Nota: item publicado originalmente pela sucursal de jornalismo e reportagem investigativa Pública, republicado cá com permissão deles.

“Não existem muitos casos de propagandas machistas no Brasil porque a publicidade brasileira é madura para perceber que a pior coisa que pode fazer é irritar o consumidor, seja ele mulher, varão ou muchacho. De qualquer forma, nós não temos uma enunciação solene a saudação desse tópico”. 

Essa foi a resposta da assessoria de prelo do Conar (Parecer Vernáculo de Autorregulamentação Publicitária), por telefone, à pergunta da Pública referente a algumas peças publicitárias lançadas no Carnaval e no Dia Internacional da Mulher, rechaçadas nas redes sociais por serem consideradas machistas – algumas inclusive retiradas de circulação. 

O Conar é um órgão de autorregulamentação das agências publicitárias, encarregado de receber denúncias de consumidores ou órgãos públicos e julgar se a propaganda deve ser tirada do ar e a sucursal eventualmente advertida. 

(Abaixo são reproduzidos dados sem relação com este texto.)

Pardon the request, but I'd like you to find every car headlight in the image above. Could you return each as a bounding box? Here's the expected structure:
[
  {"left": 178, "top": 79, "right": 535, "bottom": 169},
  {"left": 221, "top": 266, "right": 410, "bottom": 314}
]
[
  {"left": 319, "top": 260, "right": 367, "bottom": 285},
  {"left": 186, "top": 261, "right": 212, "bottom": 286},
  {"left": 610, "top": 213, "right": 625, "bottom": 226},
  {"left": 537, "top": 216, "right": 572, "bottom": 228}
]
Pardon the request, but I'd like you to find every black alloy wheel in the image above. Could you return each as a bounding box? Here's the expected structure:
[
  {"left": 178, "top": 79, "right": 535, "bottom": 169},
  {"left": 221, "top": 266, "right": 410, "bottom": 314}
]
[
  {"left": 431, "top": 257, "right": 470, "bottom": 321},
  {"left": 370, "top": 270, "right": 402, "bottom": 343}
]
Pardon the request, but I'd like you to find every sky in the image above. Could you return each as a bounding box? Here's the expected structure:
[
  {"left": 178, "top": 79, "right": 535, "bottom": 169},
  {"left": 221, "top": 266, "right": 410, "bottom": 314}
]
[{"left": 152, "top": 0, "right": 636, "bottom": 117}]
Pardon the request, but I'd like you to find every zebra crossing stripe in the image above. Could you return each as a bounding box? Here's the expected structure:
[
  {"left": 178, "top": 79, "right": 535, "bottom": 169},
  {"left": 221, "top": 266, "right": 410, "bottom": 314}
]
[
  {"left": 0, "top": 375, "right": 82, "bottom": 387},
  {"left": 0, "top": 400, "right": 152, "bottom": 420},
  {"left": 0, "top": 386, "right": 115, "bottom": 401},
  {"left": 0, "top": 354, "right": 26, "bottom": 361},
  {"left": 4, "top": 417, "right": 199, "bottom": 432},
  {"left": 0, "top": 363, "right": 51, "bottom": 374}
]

Das 18 denúncias de machismo em propaganda recebidas em 2014 (pesquisadas pela Pública no site do Parecer), 17 foram arquivadas, e somente uma, da cerveja Conti, que dizia em sua página do Facebook “tenho terror de ir no bar pedir uma rodada e o garçom trazer minha ex” terminou com um pedido de suspensão e aviso da sucursal que realizou a campanha.

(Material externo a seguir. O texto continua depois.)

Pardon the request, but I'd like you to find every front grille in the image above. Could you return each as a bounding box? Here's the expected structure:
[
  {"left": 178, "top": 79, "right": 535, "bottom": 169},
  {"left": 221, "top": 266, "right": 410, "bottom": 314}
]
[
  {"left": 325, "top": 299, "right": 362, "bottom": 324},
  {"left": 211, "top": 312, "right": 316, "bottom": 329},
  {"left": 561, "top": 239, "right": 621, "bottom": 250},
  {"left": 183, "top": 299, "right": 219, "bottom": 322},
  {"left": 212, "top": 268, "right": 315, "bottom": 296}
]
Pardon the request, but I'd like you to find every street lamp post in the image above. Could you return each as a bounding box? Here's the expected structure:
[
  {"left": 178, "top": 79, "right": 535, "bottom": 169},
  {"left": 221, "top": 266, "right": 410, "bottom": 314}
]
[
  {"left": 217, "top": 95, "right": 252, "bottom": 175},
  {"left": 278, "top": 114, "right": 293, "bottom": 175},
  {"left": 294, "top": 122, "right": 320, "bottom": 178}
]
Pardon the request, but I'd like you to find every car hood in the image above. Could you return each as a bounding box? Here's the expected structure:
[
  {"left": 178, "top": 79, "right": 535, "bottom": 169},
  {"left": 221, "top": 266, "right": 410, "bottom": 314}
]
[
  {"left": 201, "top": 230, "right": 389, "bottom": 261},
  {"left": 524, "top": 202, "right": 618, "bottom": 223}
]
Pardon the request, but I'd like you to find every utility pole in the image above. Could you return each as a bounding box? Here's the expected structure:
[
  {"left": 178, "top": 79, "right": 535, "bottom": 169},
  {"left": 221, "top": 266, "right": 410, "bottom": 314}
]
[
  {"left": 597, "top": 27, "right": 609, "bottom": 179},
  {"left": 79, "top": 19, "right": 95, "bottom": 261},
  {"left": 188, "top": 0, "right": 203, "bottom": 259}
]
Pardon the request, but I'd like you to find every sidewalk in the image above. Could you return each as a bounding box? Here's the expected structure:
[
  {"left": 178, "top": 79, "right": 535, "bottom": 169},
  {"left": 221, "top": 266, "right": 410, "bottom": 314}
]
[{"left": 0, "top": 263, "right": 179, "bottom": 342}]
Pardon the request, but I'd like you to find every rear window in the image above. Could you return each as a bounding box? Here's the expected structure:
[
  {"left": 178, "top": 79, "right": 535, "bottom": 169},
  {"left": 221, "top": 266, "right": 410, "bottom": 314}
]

Outra campanha, do site de classificados bomnegócio.com, em que o Compadre Washington chamava uma mulher de “vem ordinária”, que havia recebido pedido de suspensão, foi posteriormente reavaliada e o processo arquivado. As justificativas das decisões geralmente são de que as propagandas não são machistas mas sim humorísticas, uma vez que esta de março de 2014, referente a um spot de rádio da Itaipava: 

“Uma consumidora paulistana entendeu possuir preconceito machista em spot de rádio da cerveja Itaipava. A anunciante e sua sucursal alegam o caráter evidentemente humorístico da peça publicitária. O relator aceitou esse ponto de vista e recomendou o arquivamento, voto aceito por unanimidade”.

A visão do Conar parece ser compartilhada pela maioria das agências, criadoras das peças publicitárias. Chamada a dialogar sobre a campanha “Verão” em que uma mulher chamada Vera é impedida de passar por um varão na praia, ela tentando percorrer e ele barrando sua passagem com o slogan “não deixe o Verão passar” ou em uma que ela leva e traz cervejas para os homens só de biquíni enquanto eles olham para seu corpo e chamam “vem Verão, vai Verão” ou ainda uma terceira em que a moça aparece de biquíni com uma lata e uma garrafa de cerveja na mão com o slogan “faça sua escolha” com a indicação de 300, 350 ou 600 ml – estes em uma referência ao silicone do seio da padrão, a sucursal preferiu se pronunciar somente por e-mail de sua assessoria de prelo. “A Y&R, sucursal que criou a campanha, respeita, muito uma vez que seu cliente, todas pessoas e em privativo as mulheres. Em momento nenhum faz qualquer tipo de referência para perder ou agredir quem quer que seja e considera que o humor utilizado não tem tom de agressividade ou qualquer pensamento de valor”.

Peça publicitária da campanha “Verão” da Itaipava / Reprodução

As entrevistas também foram negadas pela sucursal F/Nazca Saatchi & Saatchi, responsável pela campanha da Skol para o Carnaval que teve que mudar a campanha depois que seus cartazes de “Deixei o não em morada” foram pichados com a frase complementar “mas trouxe o nunca” por duas garotas de São Paulo, e pela Ajinomoto do Brasil, operário da Sopa Vono, que teve sua fanpage no Facebook invadida por reclamações por peças consideradas machistas e também teve de tirá-las do ar. 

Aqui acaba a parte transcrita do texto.